Enfin, son instinct de survie reprit le dessus. Il se souvint qu’il avait également cru que le cœur de Cassandra était pur et bon. Malheureusement, il s’était trompé.
Dors, maintenant, commanda-t-il. Dors et ne te souviens de moi que comme d’un rêve agréable. Dors, Anna. Lorsque tu te réveilleras, écoute ton cœur quoi qu’il arrive. Nous nous reverrons avant que tu meures et, alors, tu auras le choix. Je t’en fais la promesse. Mais, pour l’instant, dors. Dors, Anna. Dors…
Elle dormait. Il la soutint lorsque ses jambes cessèrent de la porter et la prit dans ses bras pour traverser la nuit à grands pas, avançant bien trop rapidement pour que l’œil humain puisse l’apercevoir. Il fouilla dans l’esprit de la jeune femme pour découvrir où elle vivait et l’y emmena. C’était une jolie maison à un étage, avec des jardinières aux fenêtres et des volets verts. Elle n’aurait aucun mal à la vendre. Il ouvrit les portes par la force de son esprit et la déposa doucement sur son lit, avant de s’éloigner.

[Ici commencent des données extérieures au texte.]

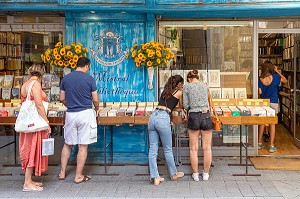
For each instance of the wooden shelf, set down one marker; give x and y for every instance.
(54, 121)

Partir lui demanda un effort immense.
Une heure plus tard, il plantait les dents dans la gorge d’un ivrogne belliqueux au fond d’une ruelle puante. Lorsque l’énergie du sang frais se répandit en lui, parfumé d’une touche de rhum, il repensa à la femme qu’il avait embrassée près du phare. Il revit ses yeux, son visage, ses cheveux. Il entendit le son de sa voix, rendue rauque par les larmes. Il retrouva le goût de ses lèvres et le contact de ses doigts sur sa nuque. Les yeux fermés, il s’autorisa quelques secondes à imaginer que c’était elle qu’il mordait, que c’était son sang qu’il buvait. Son sang qui se ruait dans sa gorge pour réchauffer sa chair et faire étinceler son âme, le remplissant de vigueur et… de désir.
Une extase sublime s’empara de lui alors même qu’il relâchait sa victime. Le corps de l’homme s’affaissa sur l’asphalte. Diego rejeta la tête en arrière et ne put retenir un rugissement, qui se réverbéra dans la nuit. A cet instant, son corps était submergé par une puissance primale et un désir sans frein. Il n’avait aucun contrôle sur lui-même.
Soudain, des voix humaines se firent entendre :
— T’as entendu ça ? On aurait dit un lion.
— Je n’ai jamais entendu…
— Un lion ? Par ici ? T’as bu ou quoi ?
— Allons voir.
Diego s’accroupit pour prendre son élan et, d’un bond puissant, se propulsa en l’air pour atterrir sans peine sur le toit. Au même instant, les mortels curieux apparaissaient à l’entrée de la ruelle où gisait l’homme mort, vidé de son sang.
Il ne resta pas pour voir ce qui allait se produire ensuite.